Noch immer schwelte die ungelöste Nachfolgefrage zwischen dem älteren und dem jüngeren Zweig der Familie. Es soll bereits erste Duelle und Gefechte gegeben haben, und das wohlhabende Land war kurz davor in Brand zu geraten. So wollte es PRAios’ Fügung, dass der versammelte Hochadel just zur rechten Zeit kam, um die hehre Frage endlich einem gütlichen Ende zuzuführen. Man nahm Gastung im verwaisten Schloss Nadoret, dessen vieltürmige Schönheit vom Wohlstand vergangener (und künftiger) Herren kündet, und rief zum Fürstenrat.

Mit Hilfe des Registrargreven Himrig und den nahezu vollständig erschienenen Mitgliedern der verzweigten Sippe durchstreifte man die wechselvolle Historie des Hauses, das schon Raul und Baduar als Vasallen diente, vor Jahrhunderten gar auf dem Ferdoker Grafenthron saß und nach dem Tod von Feas, des letzten Grafen aus dem Hause Nadoret, sich doch so bitterlich zerstritt, dass am Ende blutiger Fehden der Thron verloren und die Familie in ein älteres und ein jüngeres Haus gespalten war.
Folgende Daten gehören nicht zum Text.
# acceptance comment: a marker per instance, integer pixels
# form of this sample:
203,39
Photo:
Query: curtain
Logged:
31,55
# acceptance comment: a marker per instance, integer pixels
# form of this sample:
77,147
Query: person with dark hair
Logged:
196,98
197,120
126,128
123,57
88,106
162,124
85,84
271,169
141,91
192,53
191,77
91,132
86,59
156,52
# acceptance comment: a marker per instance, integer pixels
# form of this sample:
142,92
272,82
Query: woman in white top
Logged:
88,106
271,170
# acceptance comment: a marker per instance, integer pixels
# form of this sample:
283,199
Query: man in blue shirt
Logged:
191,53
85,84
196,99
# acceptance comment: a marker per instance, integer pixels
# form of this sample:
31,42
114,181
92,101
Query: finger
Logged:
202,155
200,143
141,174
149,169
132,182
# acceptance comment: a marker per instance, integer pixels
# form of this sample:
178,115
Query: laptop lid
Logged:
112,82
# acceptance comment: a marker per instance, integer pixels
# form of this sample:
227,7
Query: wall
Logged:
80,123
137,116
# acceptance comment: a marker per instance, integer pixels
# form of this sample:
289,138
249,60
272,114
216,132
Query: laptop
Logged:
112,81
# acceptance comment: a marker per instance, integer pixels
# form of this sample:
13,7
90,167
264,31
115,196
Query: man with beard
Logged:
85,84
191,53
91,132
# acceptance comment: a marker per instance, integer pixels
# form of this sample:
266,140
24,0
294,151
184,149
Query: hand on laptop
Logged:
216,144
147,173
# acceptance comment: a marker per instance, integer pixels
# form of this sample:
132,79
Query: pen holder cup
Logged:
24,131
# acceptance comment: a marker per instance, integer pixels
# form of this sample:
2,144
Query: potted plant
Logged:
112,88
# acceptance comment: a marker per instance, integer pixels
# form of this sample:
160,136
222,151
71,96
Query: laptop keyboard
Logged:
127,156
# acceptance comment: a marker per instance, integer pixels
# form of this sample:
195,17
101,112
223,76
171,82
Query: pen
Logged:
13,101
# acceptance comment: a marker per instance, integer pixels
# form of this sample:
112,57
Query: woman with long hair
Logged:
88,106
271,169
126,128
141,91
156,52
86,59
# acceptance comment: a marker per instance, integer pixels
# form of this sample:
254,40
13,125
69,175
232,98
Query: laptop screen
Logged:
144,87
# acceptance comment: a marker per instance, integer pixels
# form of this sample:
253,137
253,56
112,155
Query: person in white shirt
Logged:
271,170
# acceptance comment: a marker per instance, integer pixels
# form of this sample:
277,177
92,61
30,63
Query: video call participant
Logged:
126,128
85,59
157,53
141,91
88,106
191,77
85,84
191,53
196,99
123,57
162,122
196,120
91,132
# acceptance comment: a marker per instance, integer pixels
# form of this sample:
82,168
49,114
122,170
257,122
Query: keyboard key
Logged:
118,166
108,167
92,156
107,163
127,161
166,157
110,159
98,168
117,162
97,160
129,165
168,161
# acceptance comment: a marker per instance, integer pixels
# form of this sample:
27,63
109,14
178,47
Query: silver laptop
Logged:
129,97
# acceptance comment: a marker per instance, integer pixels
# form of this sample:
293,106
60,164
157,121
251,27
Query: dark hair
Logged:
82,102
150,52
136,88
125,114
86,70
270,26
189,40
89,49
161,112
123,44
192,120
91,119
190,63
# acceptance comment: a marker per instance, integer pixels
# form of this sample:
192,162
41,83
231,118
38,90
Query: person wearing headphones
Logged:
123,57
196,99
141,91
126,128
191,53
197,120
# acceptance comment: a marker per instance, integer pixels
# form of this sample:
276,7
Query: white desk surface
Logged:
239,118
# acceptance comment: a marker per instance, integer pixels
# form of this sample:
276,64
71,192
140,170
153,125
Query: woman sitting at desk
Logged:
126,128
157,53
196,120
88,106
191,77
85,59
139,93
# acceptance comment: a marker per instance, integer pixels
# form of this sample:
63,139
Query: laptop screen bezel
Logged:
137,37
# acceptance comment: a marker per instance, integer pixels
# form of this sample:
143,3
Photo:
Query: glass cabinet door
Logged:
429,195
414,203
Wahrlich verschlungene und verwirrende Wege schmückten die Stammtafeln der Nadorets, die doch der Stolz und die Sehnsucht nach dem Grafenreif wie ein Fluch zu einen schienen.

Man sprach mahnend über Baron Dajin, der sich nach der Heirat seiner Schwester Cella mit dem Grafen Hakan von Wengenholm schon als baldigen Herren von Ferdok sah, nach dem vermeintlichen Giftmord an jener Schwester jedoch der Hartherzigkeit verfiel, viele Getreue hinrichten ließ, gar eine weitere Schwester, Suzama, aus der Familie verstieß. Kaiser Hal vernahm davon und kürte darob nicht den zornigen Dajin, sondern den jungen und wackeren Angroscho Growin Sohn des Gorbosch zum neuen Grafen. Als Kaiser Hal verschwand und Answin von Rabenmund sich anschickte dessen Nachfolge zu erlangen, sah Dajin die Stunde der Rache für diese Niederlage gekommen. Wie dieser Tage Orsino, so ritt schon damals Dajin aus Gier an des Rabenmunds Seite in den Untergang. Statt den Grafenreif zu gewinnen, verlor er jenen des Barons — und fand nach Jahren der Gefangenschaft bei einem Fluchtversuch durch ein Ogerweib sein Ende. Auch erinnerte man ehrfürchtig an Baron Alerich Ferrik, der mit kaum minder harter Hand, aber großer Gerechtigkeit regiert hatte. Alleine das Glück war ihm nicht hold, kamen Frau und Kinder doch in der Schlacht von Gareth ums Leben, ehe er tapfer, aber ohne Erben zu hinterlassen, wider den Alagrimm in Rondras Hallen ritt.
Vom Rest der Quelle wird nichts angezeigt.